LBJ felt besieged, not just by opponents from the other side, but also by criticism from his own side. In private he agonized in 1965, “I can’t get out and I can’t finish it with what I have got. And I don’t know what the hell to do.” Could he say that in public? Of course not. Would RN have capitalized on it if he had offered a glimpse at his doubts and anxieties? Of course. That’s the way the game is played.
If LBJ as President felt such doubts, why is it surprising that others in his party did, as well? Some voiced them to him, some didn’t. When party control changed, some of those with doubts ramped up the criticism. Others took a more low-key approach. It’s always been that way. In the 1960s and 1970s, LBJ’s team and his party supporters had to decide how to handle what he had done. Bush himself, Cheney, Rumsfeld, Wolfowitz and their supporters face many of the same choices now in how to assess what they did and what their successors are doing, now that their party no longer controls the executive. Not an easy challenge, then or now.

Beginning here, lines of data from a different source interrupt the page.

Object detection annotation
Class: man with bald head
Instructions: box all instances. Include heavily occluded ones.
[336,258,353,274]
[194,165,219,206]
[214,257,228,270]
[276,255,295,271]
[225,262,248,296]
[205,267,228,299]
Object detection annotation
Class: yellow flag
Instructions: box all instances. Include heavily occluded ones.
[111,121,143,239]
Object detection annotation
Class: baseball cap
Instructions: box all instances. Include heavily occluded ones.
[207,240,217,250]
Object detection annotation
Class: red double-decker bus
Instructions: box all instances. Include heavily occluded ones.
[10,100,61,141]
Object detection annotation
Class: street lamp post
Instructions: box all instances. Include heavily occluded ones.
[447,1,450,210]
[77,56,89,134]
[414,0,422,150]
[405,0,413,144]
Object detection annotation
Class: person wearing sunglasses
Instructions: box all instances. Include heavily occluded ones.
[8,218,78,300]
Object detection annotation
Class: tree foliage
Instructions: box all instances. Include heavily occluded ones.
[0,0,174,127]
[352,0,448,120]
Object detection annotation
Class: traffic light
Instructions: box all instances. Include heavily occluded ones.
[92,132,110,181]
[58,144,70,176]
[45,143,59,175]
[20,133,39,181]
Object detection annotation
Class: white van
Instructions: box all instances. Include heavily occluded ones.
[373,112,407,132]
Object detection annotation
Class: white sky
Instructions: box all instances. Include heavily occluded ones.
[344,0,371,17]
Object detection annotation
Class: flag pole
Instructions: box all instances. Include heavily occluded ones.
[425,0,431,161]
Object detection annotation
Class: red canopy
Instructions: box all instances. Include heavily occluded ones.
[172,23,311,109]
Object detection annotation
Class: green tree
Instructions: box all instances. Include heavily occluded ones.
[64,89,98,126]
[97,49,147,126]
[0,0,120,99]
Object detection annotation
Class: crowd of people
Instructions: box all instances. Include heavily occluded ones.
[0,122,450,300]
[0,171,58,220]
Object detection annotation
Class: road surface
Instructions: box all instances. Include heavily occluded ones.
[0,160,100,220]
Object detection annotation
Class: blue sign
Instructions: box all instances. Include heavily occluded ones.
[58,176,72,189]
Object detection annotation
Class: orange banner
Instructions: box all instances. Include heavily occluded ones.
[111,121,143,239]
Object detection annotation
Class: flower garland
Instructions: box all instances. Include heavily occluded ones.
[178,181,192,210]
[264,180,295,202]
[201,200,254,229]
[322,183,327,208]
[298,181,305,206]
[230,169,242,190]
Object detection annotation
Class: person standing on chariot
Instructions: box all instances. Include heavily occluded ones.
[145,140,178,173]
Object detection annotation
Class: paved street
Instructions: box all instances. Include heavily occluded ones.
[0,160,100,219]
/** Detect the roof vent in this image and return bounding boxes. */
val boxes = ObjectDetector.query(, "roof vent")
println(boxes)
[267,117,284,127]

McNamara was a very intelligent captain of industry and his material reorganization of the US army commands admiration. But in spite of his brilliance McNamara blundered many times in Vietnam, which makes his silence understandable.
Twenty years earlier McNamara’s 1995 statement that involvement in Vietnam was a mistake would have been acceptable, but in 1995 it was hard to have respect for such a late conversion.
To say: “But it is impossible to have any respect” however is too harsh an ordeal. And suggesting that McNamara is a scoundrel because the Nixon adminstration was considered a bunch of scoundrels by many, attacks the wrong person.
What people tend to forget is that the real scoundrels were not McNamara or RN, but the leaders of Communism who were willing to sacrifice millions of their own people and misleadingly used communism for their imperialism.